Has anyone used this metadata standard for describing text layouts?

Technical Metadata for Text (textMD) Official Web Site (Standards, Library of Congress) it was designed to be part of the METS standard but can be used as a standalone metadata standard.

xrotwng · January 5, 2023, 10:32am

If that standard doesn’t have much software support (and that’s what it looks like), it seems to not offer much more than Dublin core.

hp3 · January 13, 2023, 8:34am

@xrotwng I’m not sure I’m understanding you…

are you saying that this standard is useless in the same way that dublin core is useless because neither has software support?

OR

do you see a way that dublin core encodes the following characteristics of textual materials in a clear and straightforward manner?

encoding, character_info, language, alt_language, font_script, markup_basis, markup_language, processingNote, printRequirements, viewingRequirements, textNote, pageOrder, pageSequence.

encoding_platform, encoding_software, encoding_agent

charset, byte_order, byte_size, character_size, linebreak

xrotwng · January 13, 2023, 9:17am

Oh, I think Dublin Core does have software support - or is at least present in the minds of people dealing with metadata. And a MIME Type specified as dc:format would probably go a long way towards conveying characteristics of textual material. I admit that it wouldn’t be as specific as the properties in textMD.

I guess, I can’t really understand the use cases for the textMD standard.

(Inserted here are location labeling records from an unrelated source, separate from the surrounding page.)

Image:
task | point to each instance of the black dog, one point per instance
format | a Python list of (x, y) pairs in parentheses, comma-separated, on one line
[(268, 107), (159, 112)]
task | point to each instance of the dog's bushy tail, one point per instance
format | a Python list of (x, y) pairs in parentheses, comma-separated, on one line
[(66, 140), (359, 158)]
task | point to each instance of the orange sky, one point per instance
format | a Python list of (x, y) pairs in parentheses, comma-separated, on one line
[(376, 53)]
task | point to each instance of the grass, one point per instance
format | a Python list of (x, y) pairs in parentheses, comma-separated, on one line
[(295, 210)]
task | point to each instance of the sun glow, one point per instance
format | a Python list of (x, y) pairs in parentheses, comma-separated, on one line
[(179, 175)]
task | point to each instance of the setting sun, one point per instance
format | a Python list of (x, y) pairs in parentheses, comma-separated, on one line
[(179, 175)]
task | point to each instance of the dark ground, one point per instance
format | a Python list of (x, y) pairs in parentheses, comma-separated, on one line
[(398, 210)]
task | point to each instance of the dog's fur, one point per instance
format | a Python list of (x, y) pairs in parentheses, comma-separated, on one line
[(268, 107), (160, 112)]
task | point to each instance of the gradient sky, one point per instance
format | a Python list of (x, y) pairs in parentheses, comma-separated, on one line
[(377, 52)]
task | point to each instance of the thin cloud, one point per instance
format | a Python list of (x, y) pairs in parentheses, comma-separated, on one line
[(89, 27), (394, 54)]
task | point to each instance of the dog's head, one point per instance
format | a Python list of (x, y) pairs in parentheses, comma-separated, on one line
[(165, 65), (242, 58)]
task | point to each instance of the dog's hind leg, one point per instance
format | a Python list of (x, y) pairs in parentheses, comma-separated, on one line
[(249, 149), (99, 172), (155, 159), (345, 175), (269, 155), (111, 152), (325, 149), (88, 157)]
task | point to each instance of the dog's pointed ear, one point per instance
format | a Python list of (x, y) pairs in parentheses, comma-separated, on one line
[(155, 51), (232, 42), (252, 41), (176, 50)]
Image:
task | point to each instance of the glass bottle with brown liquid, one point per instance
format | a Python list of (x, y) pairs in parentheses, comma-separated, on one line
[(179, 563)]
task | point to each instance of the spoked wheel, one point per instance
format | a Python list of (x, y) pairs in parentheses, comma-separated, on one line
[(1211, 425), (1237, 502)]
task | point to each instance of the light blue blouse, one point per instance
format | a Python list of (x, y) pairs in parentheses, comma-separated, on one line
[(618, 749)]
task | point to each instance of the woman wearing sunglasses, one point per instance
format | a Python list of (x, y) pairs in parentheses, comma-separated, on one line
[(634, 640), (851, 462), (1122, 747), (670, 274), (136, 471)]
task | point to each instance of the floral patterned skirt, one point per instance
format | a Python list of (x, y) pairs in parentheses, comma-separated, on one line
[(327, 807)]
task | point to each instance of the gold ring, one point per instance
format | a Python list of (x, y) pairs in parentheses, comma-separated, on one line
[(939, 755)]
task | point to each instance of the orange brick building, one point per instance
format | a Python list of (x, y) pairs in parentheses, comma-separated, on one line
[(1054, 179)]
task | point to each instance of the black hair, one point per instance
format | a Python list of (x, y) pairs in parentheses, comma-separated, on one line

hp3 · January 13, 2023, 5:01pm

From the website for the standard:

textMD was originally created by the New York University Digital Library Team (NYU), and had been maintained by NYU through the current version (2.2). In October 2007, LoC assumed maintenance of textMD. This has entailed creating a listserv for fostering discussion, authoring this official web site, as well as working on updates to the textMD schema that will offer new elements.

My understanding is that the standard was used first as an in-house information format for a team using MODS and then opened up to broader use as other institutions started to show interest. Interest develops because institutional activities and projects can span decades while the workflow process can evolve within the project. This metadata offers a way to track impacts on outputs due to workflow changes. It also allows maintenance agencies to target specific corpora for updates at an encoding level.

I know that unexpected encoding differences, including custom encodings due to custom font usage was an issue that Yi and @cbowern encountered in their work. They talk about it like this:

Other issues surrounding downloads included non-functioning download buttons or downloads that resulted in unreadable data. AILLA’s download links are blocked by Chrome and Firefox browsers due to security settings, and could only be accessed by changing web browsers. The Hindu-Kush Areal Typology,56 while not strictly an archive, had a bulk download option for wordlists. However, users had to ensure that they were properly opening the UTF-8 encoded CSV file in order to read the data without broken text. While workarounds like these exist, they may deter users with less familiarity with technology from using such archives effectively.

This is the first metadata schema I have come across which formalizes these important technical attributes of a digital text. I’m sure you have dealt with line ending characters across OSes… they are a real pain. but knowing that one will need to address those issues before they select a text corpus can help set workload expectations. Lots of digital documents are not in UTF-8 or UTF-16, especially in languages which use Scripts whose characters have not or have just recently been added to Unicode.